This guide breaks down the 2026 cost changes, the new drug-pricing rules, and what they mean for a senior care budget.

What Medicare Part B Costs in 2026

Part B covers doctor visits, outpatient care, and many therapies, and its costs went up this year. According to CMS, the standard Part B premium is $202.90 a month in 2026, up from $185.00 in 2025.

The Part B annual deductible also rose, to $283 in 2026 from $257 the year before. Higher-income beneficiaries pay more through income-related surcharges. These increases hit every enrollee, so a senior on a fixed income feels them immediately in the monthly Social Security deposit, where the premium is usually withheld.

Part A, Hospital, and Nursing Costs

Part A covers hospital stays and short-term skilled nursing, and its 2026 figures matter most when a senior needs rehabilitation after a hospital stay.

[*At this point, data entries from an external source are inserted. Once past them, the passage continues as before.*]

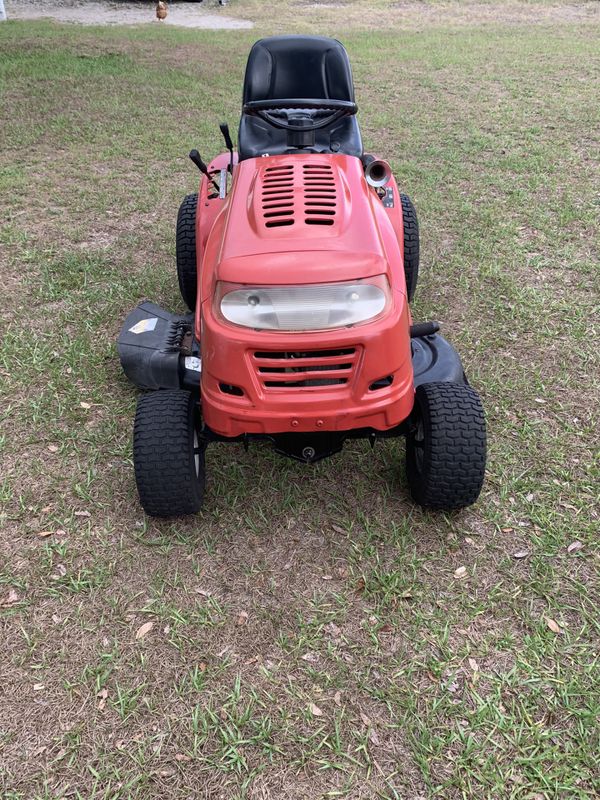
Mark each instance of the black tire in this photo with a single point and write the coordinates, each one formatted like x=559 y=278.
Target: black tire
x=411 y=245
x=167 y=456
x=446 y=446
x=185 y=249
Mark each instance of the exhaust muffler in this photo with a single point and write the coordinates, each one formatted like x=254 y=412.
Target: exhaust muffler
x=378 y=173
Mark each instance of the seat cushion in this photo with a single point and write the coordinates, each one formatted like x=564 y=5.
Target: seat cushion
x=297 y=67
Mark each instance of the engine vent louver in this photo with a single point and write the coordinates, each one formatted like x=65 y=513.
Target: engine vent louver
x=278 y=196
x=320 y=196
x=292 y=192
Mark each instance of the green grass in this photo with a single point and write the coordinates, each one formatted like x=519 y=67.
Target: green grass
x=429 y=686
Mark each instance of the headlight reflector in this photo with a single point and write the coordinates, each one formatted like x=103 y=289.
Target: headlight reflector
x=304 y=308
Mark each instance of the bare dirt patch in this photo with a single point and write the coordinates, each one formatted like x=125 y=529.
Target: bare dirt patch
x=187 y=15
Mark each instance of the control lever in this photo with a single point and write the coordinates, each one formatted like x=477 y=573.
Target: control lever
x=224 y=127
x=195 y=157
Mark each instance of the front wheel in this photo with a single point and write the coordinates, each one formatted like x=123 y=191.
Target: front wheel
x=167 y=454
x=446 y=446
x=185 y=250
x=411 y=245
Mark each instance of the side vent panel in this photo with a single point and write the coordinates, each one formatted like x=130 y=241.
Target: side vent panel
x=320 y=195
x=290 y=194
x=278 y=196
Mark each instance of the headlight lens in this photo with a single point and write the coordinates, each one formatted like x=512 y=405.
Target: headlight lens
x=304 y=308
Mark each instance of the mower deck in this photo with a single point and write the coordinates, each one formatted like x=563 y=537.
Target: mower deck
x=158 y=351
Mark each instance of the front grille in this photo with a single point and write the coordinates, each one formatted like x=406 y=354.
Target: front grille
x=305 y=369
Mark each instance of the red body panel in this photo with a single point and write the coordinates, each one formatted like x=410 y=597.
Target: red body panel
x=301 y=219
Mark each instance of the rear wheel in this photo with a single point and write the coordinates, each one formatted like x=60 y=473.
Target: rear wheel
x=411 y=245
x=167 y=455
x=185 y=247
x=446 y=446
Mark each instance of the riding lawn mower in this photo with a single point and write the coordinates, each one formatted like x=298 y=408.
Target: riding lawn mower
x=298 y=258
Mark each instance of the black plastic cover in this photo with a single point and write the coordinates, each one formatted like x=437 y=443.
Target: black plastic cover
x=150 y=346
x=435 y=360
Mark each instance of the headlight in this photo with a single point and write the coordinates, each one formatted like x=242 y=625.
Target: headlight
x=303 y=308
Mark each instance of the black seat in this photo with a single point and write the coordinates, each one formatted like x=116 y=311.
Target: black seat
x=310 y=67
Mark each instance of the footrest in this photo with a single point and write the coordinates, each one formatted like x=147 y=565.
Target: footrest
x=150 y=345
x=435 y=361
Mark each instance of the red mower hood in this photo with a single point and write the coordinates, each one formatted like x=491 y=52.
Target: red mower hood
x=303 y=219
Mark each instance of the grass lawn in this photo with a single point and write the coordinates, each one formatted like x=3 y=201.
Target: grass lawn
x=310 y=634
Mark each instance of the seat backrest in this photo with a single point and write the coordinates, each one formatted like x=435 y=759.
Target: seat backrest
x=295 y=68
x=312 y=67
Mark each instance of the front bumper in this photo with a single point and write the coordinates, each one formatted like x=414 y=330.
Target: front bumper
x=258 y=382
x=158 y=351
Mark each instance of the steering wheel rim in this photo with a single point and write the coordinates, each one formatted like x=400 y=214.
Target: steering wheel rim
x=263 y=109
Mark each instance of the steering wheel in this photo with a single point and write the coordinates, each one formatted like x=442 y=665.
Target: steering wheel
x=265 y=109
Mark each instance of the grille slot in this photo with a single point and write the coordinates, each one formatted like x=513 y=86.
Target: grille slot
x=305 y=369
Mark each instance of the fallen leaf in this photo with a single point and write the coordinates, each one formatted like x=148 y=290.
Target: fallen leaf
x=144 y=629
x=102 y=695
x=167 y=773
x=553 y=625
x=310 y=656
x=373 y=737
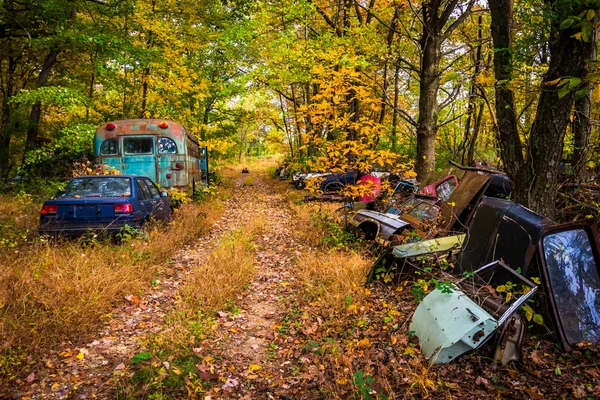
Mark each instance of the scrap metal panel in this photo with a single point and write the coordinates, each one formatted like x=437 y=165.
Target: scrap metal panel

Hospital deductible: The Part A inpatient deductible is $1,736 per benefit period in 2026. Skilled nursing coinsurance: After a qualifying hospital stay, Medicare covers a skilled nursing facility in full for the first 20 days, then charges a daily coinsurance of $217.00 for days 21 through 100. The 100-day limit: Medicare stops paying for that skilled nursing stay after day 100, which is the cliff families hit when short-term rehab turns into long-term care.

Knowing these numbers helps a family plan for the gap between Medicare-covered rehabilitation and any longer-term care that follows, a transition our guide to Medicare and senior care walks through.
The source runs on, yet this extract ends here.